Wednesday, March 30, 2011

Measuring Unemployment by Family

Copyright, The New York Times Company

New data from the Census Bureau show that the frequency of families without employment was sharply higher during the recession — but still fairly rare.

Many indicators of economic activity, like the poverty rate and consumer spending, are measured at the family level, but widely cited labor market statistics like the unemployment rate are measured at the level of individuals.

The unemployment rate, for example, is the fraction of people who are actively seeking work (or on layoff) and are not employed. It is the fraction of people working — not the fraction of families working — that is one of the primary indicators used by the National Bureau of Economic Research to declare a recession.

These standard personal labor market indicators are incomplete and potentially misleading, because they do not put labor market activity in a family context. Among other things, a majority of working-age adults live with a spouse and apparently share their income. More than 85 percent of people live in families.

Presumably, it’s less traumatic for a family to have one of its two employed members out of a job than to have all its employed members out of a job.

For these reasons, it would be interesting to know what percentage of families have somebody working, as opposed to the percentage of people who have a job. The two measures could be more or less the same if each family had at most one worker but could be quite different when many families have two or more people who could potentially work.

In a study that Yona Rubinstein of the London School of Economics and I did several yeears ago, we calculated such measures for the years 1965 to 2000. We focused on prime-age families -– that is, families headed by an adult (or adults) 25 to 54 and therefore not expected to be in school or retired (two activities that interfere with working). On average, all but 5 percent of people lived in a family with at least one person working (this includes one-person families). By comparison, almost 20 percent of prime-age adults were not employed.

In other words, it is much more common for a person to be without a job than for a family to be without a job.

As Catherine Rampell wrote in a post on Economix on Monday, the Census Bureau has released family employment statistics through 2010. The Census statistics are a bit different from those I cite above, because they include households headed by retirees and exclude people who live by themselves.

Not surprisingly, Professor Rubinstein and I found that the family nonemployment rate increased during recessions, like those of the early 1980s and of the early 1990s. The nonemployment rate increased by almost a third during those recessions, although even at their peak nonemployment was rare for families.

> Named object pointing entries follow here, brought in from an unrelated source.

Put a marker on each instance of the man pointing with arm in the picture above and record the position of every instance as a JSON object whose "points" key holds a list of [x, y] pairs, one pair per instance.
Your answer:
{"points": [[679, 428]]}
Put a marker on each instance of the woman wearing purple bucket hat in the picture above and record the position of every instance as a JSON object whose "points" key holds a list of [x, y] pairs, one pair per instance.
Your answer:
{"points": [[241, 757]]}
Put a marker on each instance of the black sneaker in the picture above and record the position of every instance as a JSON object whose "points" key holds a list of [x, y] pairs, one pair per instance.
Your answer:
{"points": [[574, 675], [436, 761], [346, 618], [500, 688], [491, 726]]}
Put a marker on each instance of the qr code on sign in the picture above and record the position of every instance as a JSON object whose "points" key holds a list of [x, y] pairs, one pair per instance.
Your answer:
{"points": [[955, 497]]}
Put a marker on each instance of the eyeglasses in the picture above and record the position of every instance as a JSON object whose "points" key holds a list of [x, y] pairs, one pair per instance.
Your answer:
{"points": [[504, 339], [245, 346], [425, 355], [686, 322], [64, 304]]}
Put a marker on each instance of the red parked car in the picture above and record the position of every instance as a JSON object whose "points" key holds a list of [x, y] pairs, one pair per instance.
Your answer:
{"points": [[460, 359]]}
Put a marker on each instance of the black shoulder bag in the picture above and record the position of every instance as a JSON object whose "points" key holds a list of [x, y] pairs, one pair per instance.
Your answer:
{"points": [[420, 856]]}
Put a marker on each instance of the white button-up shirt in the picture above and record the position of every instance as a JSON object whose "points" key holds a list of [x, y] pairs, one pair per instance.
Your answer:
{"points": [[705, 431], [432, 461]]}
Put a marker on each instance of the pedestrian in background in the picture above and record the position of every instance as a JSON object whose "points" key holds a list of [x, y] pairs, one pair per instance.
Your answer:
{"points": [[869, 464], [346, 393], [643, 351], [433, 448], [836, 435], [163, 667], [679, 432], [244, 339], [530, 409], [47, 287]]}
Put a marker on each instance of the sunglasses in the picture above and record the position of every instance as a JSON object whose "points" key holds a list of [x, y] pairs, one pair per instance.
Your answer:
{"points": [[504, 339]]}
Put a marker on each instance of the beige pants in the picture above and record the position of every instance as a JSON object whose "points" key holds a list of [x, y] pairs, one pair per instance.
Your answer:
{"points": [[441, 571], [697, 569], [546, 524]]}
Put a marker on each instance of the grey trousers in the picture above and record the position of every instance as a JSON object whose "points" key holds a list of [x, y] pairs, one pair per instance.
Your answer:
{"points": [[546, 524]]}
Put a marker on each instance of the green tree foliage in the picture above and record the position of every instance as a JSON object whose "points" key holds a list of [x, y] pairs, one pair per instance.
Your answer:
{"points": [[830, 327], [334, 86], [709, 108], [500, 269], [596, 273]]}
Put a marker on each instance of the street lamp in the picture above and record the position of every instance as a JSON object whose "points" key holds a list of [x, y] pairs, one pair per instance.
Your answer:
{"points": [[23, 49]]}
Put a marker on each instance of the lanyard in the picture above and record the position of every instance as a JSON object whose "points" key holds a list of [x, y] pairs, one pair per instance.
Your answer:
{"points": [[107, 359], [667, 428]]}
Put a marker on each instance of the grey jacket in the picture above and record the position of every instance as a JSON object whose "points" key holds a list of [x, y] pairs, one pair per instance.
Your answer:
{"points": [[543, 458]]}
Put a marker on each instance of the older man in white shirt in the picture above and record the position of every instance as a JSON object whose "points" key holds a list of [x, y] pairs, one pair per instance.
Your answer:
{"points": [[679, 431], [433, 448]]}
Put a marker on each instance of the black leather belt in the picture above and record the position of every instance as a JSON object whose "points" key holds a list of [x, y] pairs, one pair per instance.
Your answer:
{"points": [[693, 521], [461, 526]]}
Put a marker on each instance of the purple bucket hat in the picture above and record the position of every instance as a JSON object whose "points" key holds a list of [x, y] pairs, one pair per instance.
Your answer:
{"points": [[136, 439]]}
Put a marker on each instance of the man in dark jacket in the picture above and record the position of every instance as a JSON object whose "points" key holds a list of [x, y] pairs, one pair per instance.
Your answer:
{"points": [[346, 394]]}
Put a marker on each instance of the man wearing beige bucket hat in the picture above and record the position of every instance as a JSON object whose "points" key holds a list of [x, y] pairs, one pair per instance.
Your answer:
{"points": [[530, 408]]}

The latest Census Bureau release includes the most recent recession but needs some adjustment for its inclusion of retirement-age people. As a rough adjustment, I estimated the number of elderly people who live in families of more than one and the number of elderly people who live in families (of more than one) and have jobs.

The results are shown in the chart below (the Census Bureau technical notes and my paper explain why a more precise adjustment requires a lot more work).

The severity of this recession is obvious in the data, with the series reaching new highs in 2010. Still, it is relatively uncommon for a family to have nobody who is either working or retired.


TGGP said...

These folks think instead of a natural resource curse, there might be a resource blessing:

Steve Roth said...

Isn't the long-term trend the most interesting thing about your graph?

Business cycles are all very interesting, but which direction are we heading, and what's the future for our grandchildren?